Durante la espera, empecé a investigar los materiales para construir un gran barquillo. O sea, zapatos de mujer por su corcho, cajas de fruta por su madera, latas grandes de tomate, y un gran etcétera que sería largo de contar. Para encontrar la solución a este gran problema fui a buscar al estercolero que había debajo del castillo. Entre los materiales de deshecho que había encontré una gran suela de albarca y un gran corcho. Fue lo más sobresaliente que había, pero con estos materiales vino a mi cabeza una buena idea. Se me ocurrió hacer cuatro agujeros al albarca con una navaja que le quité a mi padre. En ellos, metí trozos de corcho a presión. El corcho era mucho más ancho que la suela, parecía que el barco tuviese una especie de baranda. Bajo la suela, en el centro, metí unos plomos de caña de pescar, para que el peso del mismo no volcase el barquillo. Puse una vareta de un paraguas viejo para que hiciera de mástil, pero me pareció que uno era poca cosa y añadí dos más unidas con una guita.

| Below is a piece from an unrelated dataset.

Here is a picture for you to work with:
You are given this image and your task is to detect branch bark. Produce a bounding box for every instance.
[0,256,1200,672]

Clavé las varetas en el centro de la suela y quedaba muy bien.

Para hacer la prueba, metí el barquillo en un barreño lleno de agua que tenía para lavar mi madre. Cuando me vio usando toda el agua para probar un barco, o sea, una albarca de un estercolero, ¡me pilló descuidao, sino no me coge! ¡Qué tirón de orejas! Me dijo: “¡Con la sequía que hay y tú tirando el agua!, ¡mala pieza! Pero tú tranquilo, que irás a buscarla al Pilarillo”.

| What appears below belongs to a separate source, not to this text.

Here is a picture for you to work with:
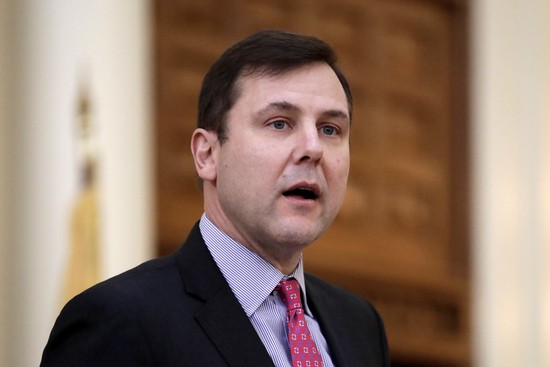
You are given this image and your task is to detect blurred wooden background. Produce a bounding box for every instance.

En ese año de la apuesta, no había pasado todavía la fiesta de los Esclavos que comienza el 21 de septiembre. Mi padre aprovechaba la ocasión de la fiesta para traer una orquesta de música para el baile en el bar. Era un riesgo por el cambio de tiempo al final de verano. En esos días, miraba muchas veces al cielo a ver si había alguna nube para lucir mi barco. Mi padre se dio cuenta de ello y me preguntó: “¿qué miras tantas veces al cielo, Antoñín?”. Le respondí: “a ver si hay alguna nube, papa”. Su rostro se sonrojó de repente diciéndome de tonto parriba. Si no echo a correr y me pongo detrás de mi madre, ¡me pega un señor cogotazo! Suerte tuve que pasaron las fiestas sin ninguna novedad atmosférica, porque sino hubiera pagado el pato por las consecuencias económicas que traía un mal tiempo en fiestas de los Esclavos.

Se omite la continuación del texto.